So I (24/m) have only known my current gf (22/f) for about three months but we have great chemistry so far. A few days ago we were talking about some stories we each had from high school. She told me about a weird kid in her school that her friends used to mess with.
She used to pretend to be interested in being his girlfriend and then she'd embarrass him by getting him to do something humiliating or showing their private texts to other people, etc, or they'd set up some kind of elaborate prank on him.
In the story she told me, she was on a "date" with him one night in a park, and she told him she wanted him to take off his pants for her. After he did it, her other friends came and took the pants and everyone drove away leaving him alone to walk home in his underwear. She told me more stories but you get the point.
It made me sad though because I got the impression the guy might have been a little mentally disabled or something because she said that after everything they'd do he still wouldn't understand that she was in on all these pranks with her other friends.
She'd either pretend it had nothing to do with her or she'd make up some excuse I guess and the kid kept falling for it. She really thought it was funny though, like she could barely contain herself while she was telling me this stuff.

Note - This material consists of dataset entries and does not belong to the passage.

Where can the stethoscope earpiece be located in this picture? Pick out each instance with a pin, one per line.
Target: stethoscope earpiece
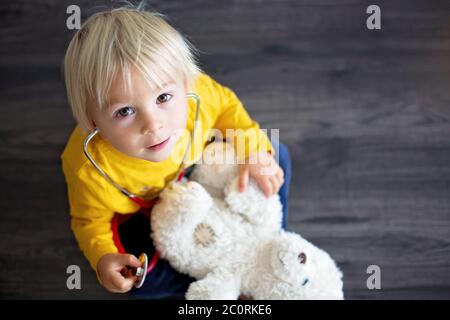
(142, 272)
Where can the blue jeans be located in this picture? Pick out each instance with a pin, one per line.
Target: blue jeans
(166, 282)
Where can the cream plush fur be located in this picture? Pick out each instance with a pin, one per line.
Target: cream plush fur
(232, 242)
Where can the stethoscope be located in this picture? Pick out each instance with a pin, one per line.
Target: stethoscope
(147, 266)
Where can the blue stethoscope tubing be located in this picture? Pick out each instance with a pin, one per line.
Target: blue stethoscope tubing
(142, 272)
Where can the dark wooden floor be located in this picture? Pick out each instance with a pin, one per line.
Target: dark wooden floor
(365, 114)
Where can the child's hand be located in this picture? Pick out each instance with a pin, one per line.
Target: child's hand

It's been a few days and it's bothering me so I figured I'd ask for some advice. I have a feeling this is a huge overreaction. It's just a strange feeling because she seemed incredibly sweet up to this point, but after telling me this story and the lack of remorse it's difficult to look at her the same way.
I'm not perfect by any means and I feel like I'm being a dick for judging someone about something that happened in high school but it still bothered me. Thanks for any advice.
Zeroflat96 said:
Red flag
juniperberry52 said:
If she told you and felt bad about it, then I would not hold it against her. But the fact that she still thinks it’s funny shows that she’s mean and/or immature. Not a good sign.
VinnyVincinny said:
She told you this to amuse or impress you? Yeah I'd call that a red flag. It wouldn't be a great sign if she told you this as a regret, but it's really bad that she hasn't found shame in her actions because that's some damn cruel behavior.
whatsmypassword73 said:
Oh my goodness, the fact that she doesn’t see it as a problem at this tells you everything you need to know. I wouldn’t have any respect for her and I wouldn’t trust my heart to her. She is sweet when she wishes to be, that is entirely different from kind.
Hey everyone, first I wanted to say thanks for all the advice you gave me originally. I asked the question thinking I was overreacting but as I read some of your responses, especially from those who had traumatic experience themselves, it sort of knocked some sense into me so I appreciate that.
That being said, this was still pretty hard for me even though we've only been together for three months. I know that sounds silly but it's true.
I decided to take the advice of talking to her before breaking up. People wanted to know what the result was so I'll try to briefly give you the gist of it.
Last night we hung out for a couple hours and to be honest we really had a great time together and it was hard for me to even have this conversation at the end of it. I wanted to just move on and ignore the red flag, but I knew it shouldn't be ignored.
I brought up the kid she told me about again, but I did it very casually, not like I was gonna lecture her or something, so her guard was still down. She started laughing just at the mention of him. She casually told me another story of her friends' antics with him. I then asked her why they liked to mess with him so much. She paused for a second and then kind of giggled and said "I don't know, he was just a douchebag."
I asked "why was he a douchebag? Did he do something to you to make you mad at him?" She said "not really he was just so stupid and naive it was annoying." There was a pause because I didn't really know how to follow up to that answer, then she continued and said (exact words) "he had no purpose, he was just there to make people laugh."
It really made me sad to hear that because I wanted there to be some explanation that reduced the cruelty of the situation, but there wasn't. I got kind of angry and I just told her that everything she told me was absolutely horrific, that she should think about how she would feel if someone did these things to her.
I said that to torture an innocent person just because it's entertaining is a totally inhuman thing, and the fact that she still has the same mindset today shows how immature she is on top of it.
I'm normally not harsh like that but it just came out. While I was talking she gave me a look of total incredulity like she thought I was joking or going insane or something. I told her I can't continue a relationship with somebody like this even though we had such a great thing up to this point. I actually had to convince her I was serious and not joking around.
She thought the real reason I wanted to break up was this minor thing that happened a couple weeks ago. She just couldn't believe that I was ending the relationship because of this. Once she knew I was serious she got extremely angry, saying that I was just getting off on "shaming her" because I wanted to abuse her, and that I have no right to talk to her like that and so on.
She called me all kinds of names and said how she never liked me anyway and how I'm a loser, etc etc. But other than that we parted ways smoothly. I got some angry texts this morning which I'm saving for a while just in case.
So there it is. I honestly feel better already because I know it's for the better, especially considering her reaction. I figured I'd give you this update since everyone seemed pretty interested in the situation. Thanks again.